Unfortunately, you are absolutely right. It’s very hard work to be a GREAT manager. Therefore, we have a lot of average and not-so-great ones out there making the lives of many miserable. It’s sad too because usually if you understand your employees and really work with them / listen to them, they almost always give you everything you need to succeed. You just have to put all the chess pieces in order to make it work.
[email protected] says
Although I’m not a manager, I’d think communication skills are very important. Not only speaking, but also listening. If you listen to what your customers and employees want your area of the business can run much smoother.
Listening is one of the strengths I play into (being an introvert myself). Its amazing how much data you gain about others, your customers, the business, etc by letting others talk and then asking strategic questions.
[email protected] says
I think it is important to be decisive. If you hem and haw and can’t make a decision, you’ll get eaten alive. Listening is a great one as well. You also need to be willing to accept responsibility when someone under you makes a mistake, like in the point about producing results. The buck stops here sort of mentality. I am so tired of being the boss and can’t wait to sell. My husband, on the other hand, just got another master’s degree to become a principal. We are going in different directions and are both excited. Strange how that works out.
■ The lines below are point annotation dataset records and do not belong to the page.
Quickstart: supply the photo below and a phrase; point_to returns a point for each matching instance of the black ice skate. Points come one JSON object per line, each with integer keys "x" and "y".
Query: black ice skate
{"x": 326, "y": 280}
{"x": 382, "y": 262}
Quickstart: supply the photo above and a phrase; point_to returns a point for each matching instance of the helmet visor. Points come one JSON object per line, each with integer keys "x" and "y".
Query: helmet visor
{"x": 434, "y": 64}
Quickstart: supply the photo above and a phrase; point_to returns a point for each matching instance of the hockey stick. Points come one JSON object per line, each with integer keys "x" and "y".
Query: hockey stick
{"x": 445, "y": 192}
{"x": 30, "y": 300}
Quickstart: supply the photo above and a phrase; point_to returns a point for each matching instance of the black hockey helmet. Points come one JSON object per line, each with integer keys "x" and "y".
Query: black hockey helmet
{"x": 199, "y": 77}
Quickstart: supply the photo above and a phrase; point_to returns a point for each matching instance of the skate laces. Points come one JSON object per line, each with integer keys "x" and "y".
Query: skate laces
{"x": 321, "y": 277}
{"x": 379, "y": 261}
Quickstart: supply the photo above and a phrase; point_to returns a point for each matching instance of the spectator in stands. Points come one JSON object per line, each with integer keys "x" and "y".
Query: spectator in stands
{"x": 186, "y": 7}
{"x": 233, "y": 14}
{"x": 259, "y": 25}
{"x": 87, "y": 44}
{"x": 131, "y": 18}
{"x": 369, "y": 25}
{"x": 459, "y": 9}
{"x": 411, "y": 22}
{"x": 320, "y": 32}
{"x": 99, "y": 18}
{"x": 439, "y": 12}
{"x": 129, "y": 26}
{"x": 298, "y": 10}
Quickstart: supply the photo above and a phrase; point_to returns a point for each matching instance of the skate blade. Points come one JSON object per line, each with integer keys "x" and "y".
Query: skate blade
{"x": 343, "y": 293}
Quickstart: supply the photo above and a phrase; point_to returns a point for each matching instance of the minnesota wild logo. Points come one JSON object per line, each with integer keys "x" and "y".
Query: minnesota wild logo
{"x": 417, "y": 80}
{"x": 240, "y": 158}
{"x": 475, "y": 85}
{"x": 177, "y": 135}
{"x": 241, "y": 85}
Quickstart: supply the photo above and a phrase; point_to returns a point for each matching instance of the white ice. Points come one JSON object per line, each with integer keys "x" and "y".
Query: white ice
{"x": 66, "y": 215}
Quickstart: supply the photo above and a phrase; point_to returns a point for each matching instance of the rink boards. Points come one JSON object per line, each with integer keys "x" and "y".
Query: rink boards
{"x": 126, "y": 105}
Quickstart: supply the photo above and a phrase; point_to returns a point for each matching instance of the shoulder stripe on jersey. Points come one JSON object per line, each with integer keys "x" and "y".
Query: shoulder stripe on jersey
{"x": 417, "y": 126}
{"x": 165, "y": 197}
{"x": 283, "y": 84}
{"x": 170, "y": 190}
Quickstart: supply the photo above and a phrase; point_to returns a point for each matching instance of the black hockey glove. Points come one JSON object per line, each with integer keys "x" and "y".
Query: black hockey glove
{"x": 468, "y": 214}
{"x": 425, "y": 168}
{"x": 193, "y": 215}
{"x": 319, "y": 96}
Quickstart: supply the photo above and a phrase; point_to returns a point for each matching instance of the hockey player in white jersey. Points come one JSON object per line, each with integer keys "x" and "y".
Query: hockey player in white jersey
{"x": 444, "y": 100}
Not being able to take responsibility for those on your team is where a lot of people fall short of being good at this.
Good for your husband becoming the principal! I hear there is a lot of money in that position!
I have no desire to be a manager, personally. This year I also plan to focus a bit more on freelancing and online income. For me the three things I associate most with management are people skills, big picture thinking/strategy and organisational skills (though I guess some can get by without the last if they have good support people).
Management is not for everyone, but I think more people are up for the challenge than they realize. The skills you mention are pretty vital.
Freelancing and online income sounds great! What do you plan to do differently to grow these areas?
KK @ Student Debt Survivor says
I agree with everything on this list, particularly #5. Some people can’t make decisions without hand holding. I deal with a lot of crisis and people in crisis in my line of work. An important skill that I’ve been able to build on my ability to make a decision and roll with it. Sometimes I don’t make the “best” decision, but if I don’t make a decision at all people’s lives could be in jeopardy. Being a manager isn’t for everyone, but many people can learn with the right training. That being said, some days it would be nice to be line staff without the pressure of having to make those types of decisions. Tradeoffs I guess.
I think you hit the nail on the head – it may not be the correct decision, but its the one we’re going with!
I know exactly what you mean about working as a lackie rather than being the boss. I love the pay and being able to take the company where I think it should go. But sometimes it would be cool to just leave the hard stuff to someone else. It might be fun for a day, but I think we’d get too frustrated after a while! Once you’ve been in charge, its in your blood!
Jayson @ Monster Piggy Bank says
With those 10 items, I think I have what it takes to earn more this year, MMD, and I am so excited to start as soon as possible. I just need to have willingness, dedication, and consistency.
Listening and decisiveness are two tips that go together well. Listening well can help managers make the best decision.